Analis Penyelia Kanaka Hita Solvera Janson Nasrial menilai kenaikan cukai rokok memang menjadi katalis negatif bagi pendapatan emiten rokok. Tapi, di tengah daya beli yang masih lemah, bisa menyebabkan beralihnya konsumen rokok dari produk berharga mahal.

"Belum pulihnya daya beli konsumen, akan membuat mereka beralih ke rokok yang lebih murah" kata Janson kepada Katadata.co.id, Jumat (22/1).

Janson mengatakan, beralihnya konsumen menggunakan produk rokok yang lebih murah, bisa membawa berkah bagi PT Wismilak Inti Makmur Tbk (WIIM) yang menjual rokok murah. Dengan begitu, Janson meramal kinerja keuangan Wismilak tahun ini malah moncer.

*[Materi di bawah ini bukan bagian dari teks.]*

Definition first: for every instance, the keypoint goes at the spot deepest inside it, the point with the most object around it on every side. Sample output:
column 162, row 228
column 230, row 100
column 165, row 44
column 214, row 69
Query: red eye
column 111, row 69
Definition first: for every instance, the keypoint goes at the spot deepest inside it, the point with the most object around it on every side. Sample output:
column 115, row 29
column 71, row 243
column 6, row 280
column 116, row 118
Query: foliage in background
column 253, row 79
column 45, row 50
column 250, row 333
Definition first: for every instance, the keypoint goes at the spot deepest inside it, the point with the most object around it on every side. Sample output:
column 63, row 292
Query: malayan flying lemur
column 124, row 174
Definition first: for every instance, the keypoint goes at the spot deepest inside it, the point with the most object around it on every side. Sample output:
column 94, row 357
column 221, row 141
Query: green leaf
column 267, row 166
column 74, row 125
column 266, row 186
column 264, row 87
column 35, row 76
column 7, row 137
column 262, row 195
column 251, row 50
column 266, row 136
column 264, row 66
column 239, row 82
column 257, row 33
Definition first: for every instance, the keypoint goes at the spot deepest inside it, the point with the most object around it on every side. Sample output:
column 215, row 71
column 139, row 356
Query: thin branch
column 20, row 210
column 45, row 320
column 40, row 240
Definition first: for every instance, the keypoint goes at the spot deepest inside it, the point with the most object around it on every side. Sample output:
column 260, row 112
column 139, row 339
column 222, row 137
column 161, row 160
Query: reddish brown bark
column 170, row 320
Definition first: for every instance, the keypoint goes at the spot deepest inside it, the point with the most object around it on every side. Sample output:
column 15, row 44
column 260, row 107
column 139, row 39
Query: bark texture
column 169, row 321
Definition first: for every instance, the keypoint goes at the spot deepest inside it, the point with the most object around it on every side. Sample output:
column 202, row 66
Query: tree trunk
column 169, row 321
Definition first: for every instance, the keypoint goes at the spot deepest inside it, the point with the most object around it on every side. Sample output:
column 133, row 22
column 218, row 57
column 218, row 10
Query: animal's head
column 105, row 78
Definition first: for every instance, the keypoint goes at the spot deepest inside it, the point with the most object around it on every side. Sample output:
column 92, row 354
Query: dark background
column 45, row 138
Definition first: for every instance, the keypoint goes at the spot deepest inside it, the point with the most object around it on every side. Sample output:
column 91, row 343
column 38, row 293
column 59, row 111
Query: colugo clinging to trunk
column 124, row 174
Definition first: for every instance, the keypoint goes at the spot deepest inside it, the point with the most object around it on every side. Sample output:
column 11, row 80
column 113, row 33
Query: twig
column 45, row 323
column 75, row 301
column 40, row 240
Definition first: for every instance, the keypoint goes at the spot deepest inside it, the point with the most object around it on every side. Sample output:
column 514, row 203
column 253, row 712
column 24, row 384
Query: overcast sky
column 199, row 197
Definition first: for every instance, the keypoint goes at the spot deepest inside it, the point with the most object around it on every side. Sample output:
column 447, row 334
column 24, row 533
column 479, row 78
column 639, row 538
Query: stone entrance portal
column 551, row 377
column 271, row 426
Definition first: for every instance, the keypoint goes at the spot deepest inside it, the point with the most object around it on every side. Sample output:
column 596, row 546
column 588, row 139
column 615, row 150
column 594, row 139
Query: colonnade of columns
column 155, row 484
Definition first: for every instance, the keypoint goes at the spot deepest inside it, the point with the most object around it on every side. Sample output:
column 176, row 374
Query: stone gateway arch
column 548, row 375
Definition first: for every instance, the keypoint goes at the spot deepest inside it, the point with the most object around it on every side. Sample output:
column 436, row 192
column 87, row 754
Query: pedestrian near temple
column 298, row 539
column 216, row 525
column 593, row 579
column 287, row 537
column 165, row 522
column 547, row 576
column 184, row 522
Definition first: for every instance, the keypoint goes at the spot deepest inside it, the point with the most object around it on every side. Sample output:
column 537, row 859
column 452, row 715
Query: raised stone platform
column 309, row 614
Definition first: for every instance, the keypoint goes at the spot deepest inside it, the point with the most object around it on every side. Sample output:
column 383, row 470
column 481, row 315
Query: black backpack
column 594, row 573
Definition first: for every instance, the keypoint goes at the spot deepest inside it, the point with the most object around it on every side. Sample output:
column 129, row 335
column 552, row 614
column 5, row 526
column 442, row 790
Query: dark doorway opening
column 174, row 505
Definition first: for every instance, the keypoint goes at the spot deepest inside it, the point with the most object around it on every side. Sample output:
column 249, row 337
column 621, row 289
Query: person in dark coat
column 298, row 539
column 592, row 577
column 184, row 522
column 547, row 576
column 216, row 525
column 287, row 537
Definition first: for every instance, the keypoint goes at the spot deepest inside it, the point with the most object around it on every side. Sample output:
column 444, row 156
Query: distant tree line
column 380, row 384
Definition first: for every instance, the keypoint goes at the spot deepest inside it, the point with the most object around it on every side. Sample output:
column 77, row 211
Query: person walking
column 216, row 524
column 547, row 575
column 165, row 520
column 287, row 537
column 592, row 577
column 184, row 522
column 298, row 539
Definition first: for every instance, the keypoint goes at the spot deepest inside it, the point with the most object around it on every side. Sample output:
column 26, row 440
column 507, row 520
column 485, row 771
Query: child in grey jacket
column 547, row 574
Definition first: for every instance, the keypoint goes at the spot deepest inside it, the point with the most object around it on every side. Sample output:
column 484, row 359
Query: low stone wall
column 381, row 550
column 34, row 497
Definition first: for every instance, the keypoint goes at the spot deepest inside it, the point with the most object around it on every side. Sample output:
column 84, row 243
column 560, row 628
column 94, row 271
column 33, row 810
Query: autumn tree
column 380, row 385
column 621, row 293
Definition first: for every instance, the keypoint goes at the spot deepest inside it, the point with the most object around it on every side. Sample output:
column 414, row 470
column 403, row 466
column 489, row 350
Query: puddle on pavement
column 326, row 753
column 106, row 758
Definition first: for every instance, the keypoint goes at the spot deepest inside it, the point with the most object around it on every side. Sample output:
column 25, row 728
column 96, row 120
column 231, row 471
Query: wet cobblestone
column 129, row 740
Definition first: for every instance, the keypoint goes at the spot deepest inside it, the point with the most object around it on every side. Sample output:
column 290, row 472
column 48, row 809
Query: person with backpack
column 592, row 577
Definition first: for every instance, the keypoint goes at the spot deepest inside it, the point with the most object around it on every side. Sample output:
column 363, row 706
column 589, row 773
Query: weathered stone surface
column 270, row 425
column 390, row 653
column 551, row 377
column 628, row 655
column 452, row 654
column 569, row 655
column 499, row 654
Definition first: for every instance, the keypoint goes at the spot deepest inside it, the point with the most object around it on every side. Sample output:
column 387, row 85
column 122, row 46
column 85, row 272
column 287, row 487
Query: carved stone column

"Mengulangi kejayaannya di 2020 despite adanya kenaikan cukai pajak namun diimbangi dengan naiknya penjualan segmen rokok murah dari WIIM," ujar Janson.

Di antara produsen rokok lain yang tercatat di Bursa Efek Indonesia, penjualan Wismilak menjadi anomali karena tercatat meroket hingga 38,03% menjadi Rp 1,39 triliun hingga triwulan III 2020.

Wismilak, mampu mengantongi penjualan pada segmen SKT mencapai Rp 334,49 miliar pada triwulan III 2020, naik 18,64% secara tahunan. Beberapa merek pada produk segmen SKT milik Wismilak seperti Galan Kretek, Wismilak Spesial, Wismilak Slim, dan Wismilak Satya.

Sementara itu, analis Panin Sekuritas William Hartanto menilai, kenaikan cukai mampu membuat penjualan emiten rokok menurun. Sebab, produsen rokok bakal menaikan harga produk agar menjaga performa keuangan perusahaan.

Untuk itu, dia menilai harga saham emiten rokok untuk jangka pendek belum menunjukkan potensi penguatan. "Jika untuk investasi jangka panjang, layak. Tapi untuk jangka pendek belum menunjukkan potensi menguat. Jadi rekomendasinya wait and see," kata William.